A rolling BB-8 app-controlled bot. Image: Sphero
As most everything else in this year fell to ruin, the Star Wars franchise re-established its place in our collective hearts—in part thanks to the adorableness of its automatons and androids. BB-8 is the poster-bot for cuteness, and fodder for study of how we relate to robots: The Ryerson Faculty of Communication and Design is studying a BB-8 toy for potential in easing anxiety. Sphero, the company making the bot, even calls it a “companion,” not a toy. *Insert charming beeps and boops here*
The contestants in Japan’s ROBO-ONE competition all win the award for Best Unexpected Hustle. They come in small packages—all weighing under three kilograms and bipedal—and are awarded with approximately $4,440 USD if they come out victorious from the two days of wrestling matches. It sounds intense, but it’s really just adorable.
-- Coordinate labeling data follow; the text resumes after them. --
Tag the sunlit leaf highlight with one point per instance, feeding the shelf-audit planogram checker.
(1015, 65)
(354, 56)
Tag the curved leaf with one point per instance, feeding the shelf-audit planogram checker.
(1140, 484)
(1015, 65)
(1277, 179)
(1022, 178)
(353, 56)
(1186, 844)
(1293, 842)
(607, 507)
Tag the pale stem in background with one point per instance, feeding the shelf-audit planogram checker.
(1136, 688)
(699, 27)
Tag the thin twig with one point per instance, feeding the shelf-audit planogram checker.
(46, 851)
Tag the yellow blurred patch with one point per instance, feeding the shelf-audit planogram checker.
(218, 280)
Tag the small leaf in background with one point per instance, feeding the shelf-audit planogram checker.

And now for a robot that’s completely different. Cornell University grad students made a caterpillar-like bot from a “hyper-elastic light-emitting capacitor,” an elastomer sheet layered between stretchy material. It’s meant to sense or set moods, says the lead researcher: “For one thing, when robots become more and more a part of our lives, the ability for them to have emotional connection with us will be important.” It wants to gloworm right into your heart. Will you let it?
At least this one has no chance of gleefully chasing, hopping, rolling or otherwise hunting you down.